„Piosenka +Roboty+ jest wbrew pozorom pełna nadziei. Przypominam w niej jedną z lemowskich teorii jakoby roboty (sztuczna inteligencja) były kolejnym ogniwem ewolucji. Czy jednak ma to oznaczać, że kiedy ludzkość odejdzie do lamusa historii albo zostanie po prostu przez maszyny wycięta w pień, Ziemia zamieni się smutne pozbawione uczuć miejsce? Otóż moim zdaniem nie” - tak przesłanie nowego singla tłumaczy Krzysztof Zalewski.
„Miłość jest siłą napędzającą Wszechświat, więc prędzej czy później +roboty będą się musiały kochać, roboty będą się musiały całować+" - dodaje. Podkreśla, że nowym singlem staje na straży rockandrolla.
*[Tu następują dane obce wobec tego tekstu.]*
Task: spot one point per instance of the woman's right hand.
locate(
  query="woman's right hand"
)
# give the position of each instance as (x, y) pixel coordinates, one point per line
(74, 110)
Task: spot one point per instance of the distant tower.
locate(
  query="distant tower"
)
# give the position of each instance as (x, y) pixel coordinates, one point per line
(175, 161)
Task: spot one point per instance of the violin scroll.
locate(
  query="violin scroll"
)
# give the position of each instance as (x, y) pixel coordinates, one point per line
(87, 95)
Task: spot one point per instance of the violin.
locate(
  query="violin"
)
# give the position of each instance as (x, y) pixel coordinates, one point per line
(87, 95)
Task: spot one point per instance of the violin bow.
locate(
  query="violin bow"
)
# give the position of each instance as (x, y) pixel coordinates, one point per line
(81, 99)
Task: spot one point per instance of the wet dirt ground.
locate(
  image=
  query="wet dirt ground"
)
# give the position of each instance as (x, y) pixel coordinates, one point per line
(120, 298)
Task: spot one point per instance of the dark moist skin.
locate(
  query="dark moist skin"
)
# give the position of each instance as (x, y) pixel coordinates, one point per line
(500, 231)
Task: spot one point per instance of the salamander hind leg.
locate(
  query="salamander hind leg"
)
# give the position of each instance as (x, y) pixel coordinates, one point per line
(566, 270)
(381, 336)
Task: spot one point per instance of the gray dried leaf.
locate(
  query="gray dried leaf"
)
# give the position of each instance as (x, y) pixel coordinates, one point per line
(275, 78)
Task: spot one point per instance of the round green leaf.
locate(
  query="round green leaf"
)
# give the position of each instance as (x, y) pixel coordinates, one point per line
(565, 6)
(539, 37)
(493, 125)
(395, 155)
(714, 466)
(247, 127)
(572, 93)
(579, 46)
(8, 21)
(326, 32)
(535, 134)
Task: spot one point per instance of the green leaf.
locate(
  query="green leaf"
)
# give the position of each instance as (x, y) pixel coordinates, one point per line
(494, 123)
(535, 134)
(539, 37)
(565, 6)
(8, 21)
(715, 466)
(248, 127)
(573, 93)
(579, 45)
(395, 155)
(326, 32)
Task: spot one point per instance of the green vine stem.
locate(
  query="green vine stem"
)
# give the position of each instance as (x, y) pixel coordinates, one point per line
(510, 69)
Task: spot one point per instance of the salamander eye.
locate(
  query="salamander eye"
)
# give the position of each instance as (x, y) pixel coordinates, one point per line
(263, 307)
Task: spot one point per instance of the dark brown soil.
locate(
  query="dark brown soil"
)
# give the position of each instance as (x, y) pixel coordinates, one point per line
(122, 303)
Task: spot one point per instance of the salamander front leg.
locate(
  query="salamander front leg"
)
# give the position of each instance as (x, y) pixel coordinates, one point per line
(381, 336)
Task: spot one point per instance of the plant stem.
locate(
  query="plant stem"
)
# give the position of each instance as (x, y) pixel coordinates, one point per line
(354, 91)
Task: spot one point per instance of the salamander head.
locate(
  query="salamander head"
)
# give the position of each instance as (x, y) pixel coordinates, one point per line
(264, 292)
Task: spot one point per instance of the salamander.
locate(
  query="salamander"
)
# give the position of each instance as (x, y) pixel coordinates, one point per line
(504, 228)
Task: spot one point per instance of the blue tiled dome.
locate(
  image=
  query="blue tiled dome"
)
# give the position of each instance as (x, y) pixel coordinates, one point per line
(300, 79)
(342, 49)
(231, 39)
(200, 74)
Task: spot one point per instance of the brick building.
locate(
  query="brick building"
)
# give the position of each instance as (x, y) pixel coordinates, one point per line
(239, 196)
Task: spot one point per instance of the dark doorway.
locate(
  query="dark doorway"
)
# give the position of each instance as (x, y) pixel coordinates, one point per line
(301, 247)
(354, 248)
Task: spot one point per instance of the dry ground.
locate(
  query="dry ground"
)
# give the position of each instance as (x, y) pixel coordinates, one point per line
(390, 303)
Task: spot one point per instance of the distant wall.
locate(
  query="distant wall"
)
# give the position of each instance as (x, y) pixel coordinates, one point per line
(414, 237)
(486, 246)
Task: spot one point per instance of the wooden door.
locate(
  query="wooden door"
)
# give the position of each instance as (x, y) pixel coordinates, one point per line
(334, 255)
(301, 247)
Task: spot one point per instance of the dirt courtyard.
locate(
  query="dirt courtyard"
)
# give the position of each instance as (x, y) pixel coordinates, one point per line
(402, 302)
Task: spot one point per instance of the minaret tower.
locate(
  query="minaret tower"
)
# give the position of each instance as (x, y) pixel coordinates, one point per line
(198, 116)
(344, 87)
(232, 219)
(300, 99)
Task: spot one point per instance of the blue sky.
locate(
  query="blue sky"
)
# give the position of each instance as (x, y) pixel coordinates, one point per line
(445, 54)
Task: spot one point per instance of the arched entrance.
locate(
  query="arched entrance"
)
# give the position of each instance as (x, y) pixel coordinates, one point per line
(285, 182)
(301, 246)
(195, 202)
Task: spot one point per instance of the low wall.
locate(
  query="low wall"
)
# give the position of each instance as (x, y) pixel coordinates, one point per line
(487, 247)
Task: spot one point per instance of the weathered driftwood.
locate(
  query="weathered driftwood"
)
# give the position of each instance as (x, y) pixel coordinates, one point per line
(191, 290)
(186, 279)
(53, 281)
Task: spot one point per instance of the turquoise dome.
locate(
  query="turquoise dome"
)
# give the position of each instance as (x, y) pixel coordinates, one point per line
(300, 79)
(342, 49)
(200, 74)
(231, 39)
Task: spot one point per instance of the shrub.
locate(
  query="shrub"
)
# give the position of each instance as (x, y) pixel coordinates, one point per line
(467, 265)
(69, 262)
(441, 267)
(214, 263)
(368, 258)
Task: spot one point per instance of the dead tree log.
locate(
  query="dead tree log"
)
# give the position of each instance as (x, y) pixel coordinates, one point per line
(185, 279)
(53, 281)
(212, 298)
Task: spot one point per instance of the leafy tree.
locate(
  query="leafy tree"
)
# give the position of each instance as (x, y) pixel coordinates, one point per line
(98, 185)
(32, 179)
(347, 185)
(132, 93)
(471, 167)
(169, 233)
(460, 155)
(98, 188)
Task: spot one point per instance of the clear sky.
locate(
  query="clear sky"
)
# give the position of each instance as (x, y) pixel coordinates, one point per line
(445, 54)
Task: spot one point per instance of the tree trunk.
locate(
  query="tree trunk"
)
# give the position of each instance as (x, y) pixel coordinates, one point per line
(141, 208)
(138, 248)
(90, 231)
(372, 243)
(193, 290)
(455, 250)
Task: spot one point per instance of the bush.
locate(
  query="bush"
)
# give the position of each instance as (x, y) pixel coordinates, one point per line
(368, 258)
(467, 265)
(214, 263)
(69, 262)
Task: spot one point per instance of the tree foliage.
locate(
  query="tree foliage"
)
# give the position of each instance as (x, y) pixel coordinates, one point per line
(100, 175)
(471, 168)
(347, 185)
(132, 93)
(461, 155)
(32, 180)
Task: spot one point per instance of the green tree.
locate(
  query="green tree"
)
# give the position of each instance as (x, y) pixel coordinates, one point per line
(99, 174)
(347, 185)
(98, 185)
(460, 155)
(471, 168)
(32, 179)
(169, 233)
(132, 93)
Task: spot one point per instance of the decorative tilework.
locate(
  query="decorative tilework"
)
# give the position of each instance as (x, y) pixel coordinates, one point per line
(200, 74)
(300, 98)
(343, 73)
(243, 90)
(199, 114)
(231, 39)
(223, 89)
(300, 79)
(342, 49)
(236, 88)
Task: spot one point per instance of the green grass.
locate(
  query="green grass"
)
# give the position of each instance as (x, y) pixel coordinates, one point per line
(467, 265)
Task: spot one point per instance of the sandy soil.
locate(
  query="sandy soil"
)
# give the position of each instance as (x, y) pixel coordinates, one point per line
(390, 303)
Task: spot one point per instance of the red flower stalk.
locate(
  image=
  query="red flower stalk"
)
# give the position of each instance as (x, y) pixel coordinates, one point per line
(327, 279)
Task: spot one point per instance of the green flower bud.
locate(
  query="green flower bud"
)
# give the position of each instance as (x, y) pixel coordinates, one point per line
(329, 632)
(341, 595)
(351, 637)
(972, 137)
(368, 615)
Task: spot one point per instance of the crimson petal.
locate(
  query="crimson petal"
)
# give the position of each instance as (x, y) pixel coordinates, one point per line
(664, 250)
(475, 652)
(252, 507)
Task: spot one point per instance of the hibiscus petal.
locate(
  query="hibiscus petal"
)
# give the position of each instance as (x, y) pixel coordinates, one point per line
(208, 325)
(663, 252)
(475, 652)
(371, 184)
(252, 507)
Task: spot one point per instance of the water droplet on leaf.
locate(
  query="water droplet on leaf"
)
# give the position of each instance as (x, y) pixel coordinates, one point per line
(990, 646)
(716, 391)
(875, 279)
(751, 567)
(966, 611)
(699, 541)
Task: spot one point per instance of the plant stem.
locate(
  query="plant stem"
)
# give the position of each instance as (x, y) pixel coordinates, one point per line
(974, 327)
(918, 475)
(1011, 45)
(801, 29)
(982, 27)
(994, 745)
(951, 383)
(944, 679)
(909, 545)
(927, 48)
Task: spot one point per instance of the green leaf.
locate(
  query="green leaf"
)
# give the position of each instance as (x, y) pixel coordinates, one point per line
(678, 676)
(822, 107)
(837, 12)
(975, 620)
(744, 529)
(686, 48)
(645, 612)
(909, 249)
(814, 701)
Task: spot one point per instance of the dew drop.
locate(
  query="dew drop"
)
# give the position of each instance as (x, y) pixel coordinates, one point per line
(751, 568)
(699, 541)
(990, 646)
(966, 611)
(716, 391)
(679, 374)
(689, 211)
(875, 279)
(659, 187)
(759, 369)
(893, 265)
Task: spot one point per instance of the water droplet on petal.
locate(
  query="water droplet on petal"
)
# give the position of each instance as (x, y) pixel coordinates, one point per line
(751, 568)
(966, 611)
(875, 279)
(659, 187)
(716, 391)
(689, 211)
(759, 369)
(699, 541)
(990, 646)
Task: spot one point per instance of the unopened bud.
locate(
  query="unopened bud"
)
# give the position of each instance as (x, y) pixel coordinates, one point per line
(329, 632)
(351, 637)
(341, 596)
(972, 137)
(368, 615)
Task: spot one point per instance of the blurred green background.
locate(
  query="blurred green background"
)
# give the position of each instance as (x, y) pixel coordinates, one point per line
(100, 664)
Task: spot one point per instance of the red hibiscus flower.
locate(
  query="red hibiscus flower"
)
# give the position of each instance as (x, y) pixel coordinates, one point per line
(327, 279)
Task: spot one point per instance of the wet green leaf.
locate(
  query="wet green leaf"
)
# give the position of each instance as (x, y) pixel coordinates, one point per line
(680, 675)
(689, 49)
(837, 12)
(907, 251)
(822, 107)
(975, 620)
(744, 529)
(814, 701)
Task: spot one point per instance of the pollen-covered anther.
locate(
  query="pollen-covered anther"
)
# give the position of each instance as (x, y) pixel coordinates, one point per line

Premierze piosenki towarzyszy bardzo dynamiczny i nieco abstrakcyjny teledysk, za reżyserię którego odpowiada Maciej Dydyński. Twórca inspirował się m.in. estetyką Beastie Boys.
Przy okazji premiery nowego utworu Zalewski zdradził, że jego kolejny album będzie miał swoją premierę we wrześniu.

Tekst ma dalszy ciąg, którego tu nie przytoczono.